Dogs are hard to write about well. In no small part because of the tendency of dog owners (I am one) to either anthropomorphize or Lassie-ize. But a good dog poem is not impossible. Here are four that I think not only cover most of the emotional ground of being a dog owner, but also succeed as poems.

Let’s start with taking the dog out to poop. A large part of a dog-owning life. Howard Nemerov‘s “Walking the Dog” has a pragmatic, cynical-but-bemused tone about dog ownership. It begins

Two universes mosey down the street
Connected by love and a leash and nothing else.
Mostly I look at lamplight through the leaves
While he mooches along with tail up and snout down
Getting a secret knowledge through the nose
Almost entirely hidden from my sight

And later he also calls himself and the dog “a pair of symbionts/Contented not to think each other’s thoughts.” This is dog as dog. Pet, sure, loved, sure, but I don’t expect to hear any extra vowels added to the dog’s name in cooing tones. The poem then moves to its main topic, that which they have in common on their excursion:

Our interest in shit. We know its every state
From steaming fresh through stink to nature’s way
Of sluicing it downstreet dissolved in rain
Or drying it to dust that blows away.

The poem wraps up, after the dog has found “the place precise” and — well I can’t really say ‘done his business’ since Nemerov so straightforwardly calls it by its common name — anyway, then “we both with dignity walk home/And just to show who’s master I write the poem.” This last line doesn’t quite qualify as one of those surprising devastating/uplifting last lines I like, but it is a nice move that elicits just a snort of laughter, and I think it brings the whole poem’s attitude to a nice close.

Another ‘out walking the dog’ poem, David Young’s “Black Lab is much less cynical, a poem of bemused contemplation of and inspired by the dog. Sometimes dogs lead us to catalog types of excrement, sometimes they comfort even as they remind us of our place in the world. I like the steadiness of Young’s voice in this poem, steady with humor — “It’s best to take God backward” — as the black lab “wherein mad scientists/concoct excessive energy” pulls the poem from depression to spirituality to mortality to the whole universe.
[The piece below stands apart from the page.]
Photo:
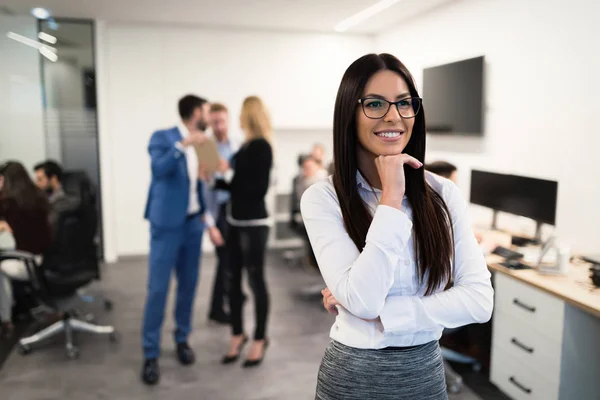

Lovely language and careful thought.

John Updike’s “Dog’s Death is one of the sadder poems I can think of, the combination of matter-of-fact description of a puppy’s death, “We found her twisted and limp but still alive./In the car to the vet’s, on my lap, she tried/to bite my hand and died” with lines like “her heart was learning to lie down forever” and “Though surrounded by love that would have upheld her” breaks the heart. Sad poems are hard to do without going maudlin or saccharine. “Dog’s Death” hits its note and holds it true.

On the flip side there’s joy, an emotion which might be plagued with even more poetic pitfalls than sadness. But Mark Doty’s “Golden Retrievals is a poem that gets away with not only joyousness but also two terrible puns (the title and “Woof!” right in the middle) and the term “bow-wow” three times. And the whole thing is in the dog’s voice. And it’s a sonnet. “Golden Retrievals” should, by that recipe, be a truly terrible poem, but it is instead wonderful and moving (and quite fun to read aloud).